Enggan menjawab soal reshuffle

Namun, dua petinggi partai yang juga duduk sebagai Menteri Pertahanan dan Menteri Koordinator bidang perekonomian ini juga kompak enggan menjawab  mengenai isu reshuffle atau perombakan kabinet yang saat ini bergulir. Mereka memilih meninggalkan area konferensi pers saat pertanyaan itu muncul dari para pewarta yang hadir di lokasi.

Diketahui, Presiden Joko Widodo (Jokowi) mengaku kecewa dan merasa geram dengan kinerja para menterinya. Dalam sidang kabinet paripurna yang dihadiri oleh menteri-menterinya itu, Jokowi mengaku tak segan-segan untuk melakukan reshuffle atau perombakan kabinet.

Alasannya, di masa krisis akibat pandemi COVID-19 seperti sekarang, Jokowi melihat masih ada sejumlah menterinya yang bekerja dengan biasa-biasa saja bahkan tak mengeluarkan kebijakan yang luar biasa.

Bukan hanya menyatakan tak segan melakukan reshuffle, Jokowi juga menyinggung sejumlah menteri di kabinetnya. Salah satunya adalah Menteri Kesehatan Terawan Agus Putranto. 

Dalam sidang itu, Jokowi menyoroti realisasi anggaran penanganan kesehatan masih sangat kecil dari total anggaran Rp75 triliun yang digelontorkan. Dari catatannya, mantan Gubernur DKI Jakarta itu mengatakan hanya 1,53 persen dari anggaran tersebut yang telah direalisasikan.

Meski begitu, belakangan Menteri Sekretaris Negara (Mensesneg) Pratikno angkat bicara mengenai isu reshuffle yang berhembus. Menurut Pratikno, Jokowi marah agar menteri di Kabinet Indonesia Maju bisa memperbaiki kinerjanya bukan karena ingin melakukan reshuffle kabinet.

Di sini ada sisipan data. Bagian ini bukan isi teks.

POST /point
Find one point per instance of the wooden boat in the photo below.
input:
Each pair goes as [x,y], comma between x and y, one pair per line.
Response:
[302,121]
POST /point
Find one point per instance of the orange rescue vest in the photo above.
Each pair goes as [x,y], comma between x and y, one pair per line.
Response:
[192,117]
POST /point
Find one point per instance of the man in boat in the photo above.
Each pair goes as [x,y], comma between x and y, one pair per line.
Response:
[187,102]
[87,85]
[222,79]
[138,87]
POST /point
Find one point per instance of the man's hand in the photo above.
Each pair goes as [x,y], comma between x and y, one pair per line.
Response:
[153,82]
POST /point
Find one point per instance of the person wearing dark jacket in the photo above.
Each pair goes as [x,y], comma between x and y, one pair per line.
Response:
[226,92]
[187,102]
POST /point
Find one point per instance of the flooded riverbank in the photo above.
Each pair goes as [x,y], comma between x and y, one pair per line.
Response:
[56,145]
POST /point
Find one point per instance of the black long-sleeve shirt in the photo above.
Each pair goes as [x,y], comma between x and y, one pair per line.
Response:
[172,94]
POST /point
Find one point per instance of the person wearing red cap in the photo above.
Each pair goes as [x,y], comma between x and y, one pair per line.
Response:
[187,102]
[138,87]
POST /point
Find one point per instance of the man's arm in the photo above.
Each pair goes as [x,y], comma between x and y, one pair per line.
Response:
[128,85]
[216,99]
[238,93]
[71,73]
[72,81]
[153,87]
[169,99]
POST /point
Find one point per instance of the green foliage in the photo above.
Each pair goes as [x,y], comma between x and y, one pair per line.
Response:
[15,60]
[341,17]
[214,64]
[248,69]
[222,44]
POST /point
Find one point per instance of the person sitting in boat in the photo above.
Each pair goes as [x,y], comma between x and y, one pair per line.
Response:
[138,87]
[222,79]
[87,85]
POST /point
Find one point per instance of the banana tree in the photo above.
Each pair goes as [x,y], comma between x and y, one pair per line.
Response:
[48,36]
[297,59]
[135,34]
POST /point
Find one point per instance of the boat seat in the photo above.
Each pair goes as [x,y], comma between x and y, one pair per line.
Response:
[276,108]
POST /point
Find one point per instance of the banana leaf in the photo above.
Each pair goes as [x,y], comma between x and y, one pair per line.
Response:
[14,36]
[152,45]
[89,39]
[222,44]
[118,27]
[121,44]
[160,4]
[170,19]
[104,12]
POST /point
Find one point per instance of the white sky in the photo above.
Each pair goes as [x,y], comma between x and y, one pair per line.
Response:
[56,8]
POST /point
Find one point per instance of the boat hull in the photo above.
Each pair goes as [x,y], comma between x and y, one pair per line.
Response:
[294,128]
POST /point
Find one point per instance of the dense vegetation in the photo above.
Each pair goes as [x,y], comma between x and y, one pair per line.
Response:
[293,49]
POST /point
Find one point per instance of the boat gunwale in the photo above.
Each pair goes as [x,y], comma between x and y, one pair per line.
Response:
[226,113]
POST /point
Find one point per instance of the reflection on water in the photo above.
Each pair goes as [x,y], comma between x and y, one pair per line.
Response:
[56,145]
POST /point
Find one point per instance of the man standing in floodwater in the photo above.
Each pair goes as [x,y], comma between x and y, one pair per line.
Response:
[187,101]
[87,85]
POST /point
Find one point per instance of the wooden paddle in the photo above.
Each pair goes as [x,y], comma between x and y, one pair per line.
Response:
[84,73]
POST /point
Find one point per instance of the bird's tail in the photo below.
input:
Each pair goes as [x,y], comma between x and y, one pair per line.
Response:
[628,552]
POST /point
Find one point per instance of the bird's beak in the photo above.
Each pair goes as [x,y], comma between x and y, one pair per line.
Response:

Dia bahkan mengklaim kinerja menteri di Kabinet Indonesia Maju kini meningkat signifikan setelah Jokowi memarahi menterinya saat sidang kabinet paripurna. Sehingga dirinya menilai, isu reshuffle sudah tidak relevan lagi.

"Teguran keras tersebut dilaksanakan secara cepat oleh kabinet. Ini progres yang bagus. Jadi kalau progresnya bagus, ngapain direshuffle. Dengan progres yang bagus, ini isu reshuffle tidak relevan," kata Pratikno kepada wartawan di Jakarta, Senin, 6 Juli.

Dia berharap koleganya di Kabinet Indonesia Maju bisa terus menjaga kinerjanya. "Jadi jangan ribut lagi reshuffle karena progres kabinet berjalan dengan bagus," tegasnya.

"Kami fokus untuk menyelesaikan permasalahan kesehatan dan permasalahan ekonomi yang jadi luar biasa di pandemi COVID-19," pungkasnya.